ある夏の日、図書館で「レコード芸術」を読んでいたところ、この録音が「特選」となっていた。そう言えばバッハの演奏をこのところ聴いていないなあと思い、早速購入してからもう10年以上経ったように思う。最初聴いたときは、正統的な解釈を基本にしながらもアーティキュレイションに工夫を凝らした演奏だということと、ベッヒシュタインの美しい音色が印象に残っていたが、最近私もバッハを勉強し直すようになってきたので、再度全曲を聴いてみることにした。まずは第2巻。この第2巻が2001年に録音され、その後第1巻が2002年に録音されたそうである。

各曲の様式感が見事なのは前回聴いたときと印象が変わっていないが、「平均律」と言えば「学習用の作品」という意識が以前にはどこか残っていたように思う。今回はそれを忘れて、バッハが残してくれた素晴らしい芸術世界を堪能した、というのが正直なところだ。

最近、バロックや古典派時代の楽譜の読み方についての研究書を何冊か読んだこともあり、以前はかなり個性的だと思ったアーティキュレイションが今回はすべて自然に聴こえたことは自分でも驚きである。そう言えばハープシコード奏者たちはこういう演奏を行っていることを知っていたはず。ピアノでも音符を「読んで行く」ということが大切なのだと、今さらながらに教えてもらった心境である。

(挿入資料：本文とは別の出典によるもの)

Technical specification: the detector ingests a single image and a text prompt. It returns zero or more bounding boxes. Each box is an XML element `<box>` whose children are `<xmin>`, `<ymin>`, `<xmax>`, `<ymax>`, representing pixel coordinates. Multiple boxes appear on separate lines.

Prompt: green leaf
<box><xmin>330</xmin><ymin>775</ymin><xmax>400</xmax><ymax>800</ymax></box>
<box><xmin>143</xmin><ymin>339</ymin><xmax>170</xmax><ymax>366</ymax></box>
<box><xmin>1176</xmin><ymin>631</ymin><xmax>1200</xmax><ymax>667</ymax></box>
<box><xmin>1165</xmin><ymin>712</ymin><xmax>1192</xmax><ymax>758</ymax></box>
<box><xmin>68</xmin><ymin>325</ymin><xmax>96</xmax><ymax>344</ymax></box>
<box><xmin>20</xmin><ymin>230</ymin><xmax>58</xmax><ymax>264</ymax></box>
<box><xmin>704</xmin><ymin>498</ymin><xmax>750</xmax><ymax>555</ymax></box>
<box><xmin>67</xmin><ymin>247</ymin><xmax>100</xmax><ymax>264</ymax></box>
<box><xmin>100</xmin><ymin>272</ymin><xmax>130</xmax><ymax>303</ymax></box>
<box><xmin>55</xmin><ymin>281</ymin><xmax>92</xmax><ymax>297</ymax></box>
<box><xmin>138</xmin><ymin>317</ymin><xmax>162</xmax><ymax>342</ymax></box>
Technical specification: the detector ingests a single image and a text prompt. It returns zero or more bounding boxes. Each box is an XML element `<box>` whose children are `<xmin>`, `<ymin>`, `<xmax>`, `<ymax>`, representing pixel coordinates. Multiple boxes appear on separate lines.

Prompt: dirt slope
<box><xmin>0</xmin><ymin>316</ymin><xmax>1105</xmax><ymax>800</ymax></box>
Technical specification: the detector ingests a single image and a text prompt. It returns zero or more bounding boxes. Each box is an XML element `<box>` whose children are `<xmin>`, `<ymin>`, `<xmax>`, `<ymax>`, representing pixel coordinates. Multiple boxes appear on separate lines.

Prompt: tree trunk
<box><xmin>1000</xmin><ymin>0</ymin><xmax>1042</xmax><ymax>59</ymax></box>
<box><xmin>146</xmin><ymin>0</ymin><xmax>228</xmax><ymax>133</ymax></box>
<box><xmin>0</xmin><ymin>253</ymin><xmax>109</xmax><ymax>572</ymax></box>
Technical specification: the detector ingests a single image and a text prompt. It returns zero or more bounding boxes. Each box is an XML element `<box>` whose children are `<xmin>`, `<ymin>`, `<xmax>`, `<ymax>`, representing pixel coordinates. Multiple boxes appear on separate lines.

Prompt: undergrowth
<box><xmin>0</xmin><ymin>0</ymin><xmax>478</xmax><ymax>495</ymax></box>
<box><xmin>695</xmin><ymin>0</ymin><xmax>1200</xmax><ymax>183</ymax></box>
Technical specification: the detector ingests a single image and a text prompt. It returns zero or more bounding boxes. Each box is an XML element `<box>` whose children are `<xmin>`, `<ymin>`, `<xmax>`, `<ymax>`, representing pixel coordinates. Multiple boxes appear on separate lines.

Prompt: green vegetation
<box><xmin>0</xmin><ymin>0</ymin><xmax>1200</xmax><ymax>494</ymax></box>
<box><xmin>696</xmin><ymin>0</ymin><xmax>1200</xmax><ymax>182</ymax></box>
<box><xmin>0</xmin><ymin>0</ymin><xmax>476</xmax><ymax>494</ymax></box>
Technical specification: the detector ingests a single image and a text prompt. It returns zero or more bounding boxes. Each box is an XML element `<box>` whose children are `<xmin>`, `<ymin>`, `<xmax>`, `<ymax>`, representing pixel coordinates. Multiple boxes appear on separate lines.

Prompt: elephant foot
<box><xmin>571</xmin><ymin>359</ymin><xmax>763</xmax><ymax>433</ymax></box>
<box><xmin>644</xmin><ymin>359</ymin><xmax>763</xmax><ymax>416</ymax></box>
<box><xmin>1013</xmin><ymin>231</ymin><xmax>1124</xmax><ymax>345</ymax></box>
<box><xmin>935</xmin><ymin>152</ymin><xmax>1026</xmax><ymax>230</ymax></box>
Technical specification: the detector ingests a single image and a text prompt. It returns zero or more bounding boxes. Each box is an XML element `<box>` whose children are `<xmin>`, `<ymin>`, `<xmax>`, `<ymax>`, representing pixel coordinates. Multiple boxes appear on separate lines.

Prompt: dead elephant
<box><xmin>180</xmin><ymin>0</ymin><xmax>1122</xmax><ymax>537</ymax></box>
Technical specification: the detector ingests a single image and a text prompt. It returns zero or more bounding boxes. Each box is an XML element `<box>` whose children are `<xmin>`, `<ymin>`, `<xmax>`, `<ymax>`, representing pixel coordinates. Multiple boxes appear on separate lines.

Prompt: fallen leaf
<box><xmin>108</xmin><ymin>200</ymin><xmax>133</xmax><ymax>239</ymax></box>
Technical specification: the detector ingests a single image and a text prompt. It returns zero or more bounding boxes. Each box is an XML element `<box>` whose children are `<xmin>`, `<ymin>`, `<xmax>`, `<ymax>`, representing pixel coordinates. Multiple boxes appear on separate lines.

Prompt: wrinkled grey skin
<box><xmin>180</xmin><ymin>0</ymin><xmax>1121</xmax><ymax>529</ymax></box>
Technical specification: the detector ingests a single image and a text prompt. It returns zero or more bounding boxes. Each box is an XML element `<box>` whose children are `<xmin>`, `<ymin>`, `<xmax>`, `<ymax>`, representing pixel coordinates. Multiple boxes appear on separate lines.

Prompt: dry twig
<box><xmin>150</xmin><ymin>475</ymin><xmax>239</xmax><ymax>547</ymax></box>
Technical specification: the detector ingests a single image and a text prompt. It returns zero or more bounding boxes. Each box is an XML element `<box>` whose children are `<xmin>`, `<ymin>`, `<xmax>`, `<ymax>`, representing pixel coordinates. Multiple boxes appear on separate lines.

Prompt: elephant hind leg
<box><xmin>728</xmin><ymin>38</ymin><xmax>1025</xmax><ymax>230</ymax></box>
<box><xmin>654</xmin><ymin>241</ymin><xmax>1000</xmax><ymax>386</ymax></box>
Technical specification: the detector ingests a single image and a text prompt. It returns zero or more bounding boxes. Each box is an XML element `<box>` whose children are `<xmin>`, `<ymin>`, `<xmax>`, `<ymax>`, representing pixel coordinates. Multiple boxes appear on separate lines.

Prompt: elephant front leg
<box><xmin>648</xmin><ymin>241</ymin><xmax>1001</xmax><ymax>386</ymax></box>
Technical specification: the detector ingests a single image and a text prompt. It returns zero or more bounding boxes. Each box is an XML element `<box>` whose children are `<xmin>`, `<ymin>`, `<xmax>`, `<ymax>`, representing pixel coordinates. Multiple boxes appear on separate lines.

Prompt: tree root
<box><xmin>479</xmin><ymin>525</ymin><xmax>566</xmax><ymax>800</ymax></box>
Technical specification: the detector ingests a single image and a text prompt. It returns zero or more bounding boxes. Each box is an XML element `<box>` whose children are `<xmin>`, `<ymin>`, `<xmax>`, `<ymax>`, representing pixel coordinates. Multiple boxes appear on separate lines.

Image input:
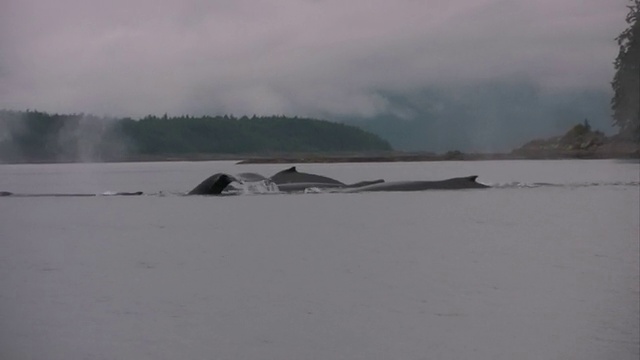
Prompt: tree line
<box><xmin>0</xmin><ymin>110</ymin><xmax>392</xmax><ymax>162</ymax></box>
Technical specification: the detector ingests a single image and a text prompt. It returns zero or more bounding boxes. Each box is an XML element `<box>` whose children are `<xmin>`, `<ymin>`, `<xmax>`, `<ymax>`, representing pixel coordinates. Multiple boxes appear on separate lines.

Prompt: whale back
<box><xmin>271</xmin><ymin>166</ymin><xmax>344</xmax><ymax>186</ymax></box>
<box><xmin>187</xmin><ymin>173</ymin><xmax>234</xmax><ymax>195</ymax></box>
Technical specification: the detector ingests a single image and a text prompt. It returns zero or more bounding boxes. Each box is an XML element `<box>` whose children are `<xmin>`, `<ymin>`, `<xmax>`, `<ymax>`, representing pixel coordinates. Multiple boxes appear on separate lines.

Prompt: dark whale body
<box><xmin>187</xmin><ymin>173</ymin><xmax>236</xmax><ymax>195</ymax></box>
<box><xmin>342</xmin><ymin>175</ymin><xmax>489</xmax><ymax>192</ymax></box>
<box><xmin>188</xmin><ymin>166</ymin><xmax>489</xmax><ymax>195</ymax></box>
<box><xmin>269</xmin><ymin>166</ymin><xmax>384</xmax><ymax>192</ymax></box>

この「第2巻」は前奏曲、フーガとも「自由な書法」のものが混在しており、変化が幅広いとライナーノートに書かれている。確かに、続けて聴いていて楽しい。私の好きな「ハ長調」「嬰ニ短調」「ヘ短調」「ト短調」「ロ長調」のすばらしさは特筆すべきであるが、「嬰ヘ長調」など、前奏曲の良さが昔は今一つ分からなかったのが、この演奏で「こんな美しい曲だったのか!」とようやく分かったということもあった。

小林氏が示してくれたバッハの偉大な世界を再認識、そして感動、というひと時であった。


第1巻:

解釈の方向は第2巻と全く同じと言ってよいと思うが、「第4番」「第8番」「第22番」「第24番」などの大作を聴いてみると、この演奏家の考えがよく分かるように思う。曲の構造を理解しながら決して説明的にならず、むしろ譜面を読んでその場で弾いているかのような自由な演奏。自然体で臨むバッハと言える。これは真に音楽を理解した人にのみ成せる業ではないか。

第2巻と同じくすべてに感銘を受けた演奏であったが、全曲を聴いてからもう一度全曲を聴き直した、という体験は、このCDで初めてである。バッハの音楽の美しさを再確認したひと時であった。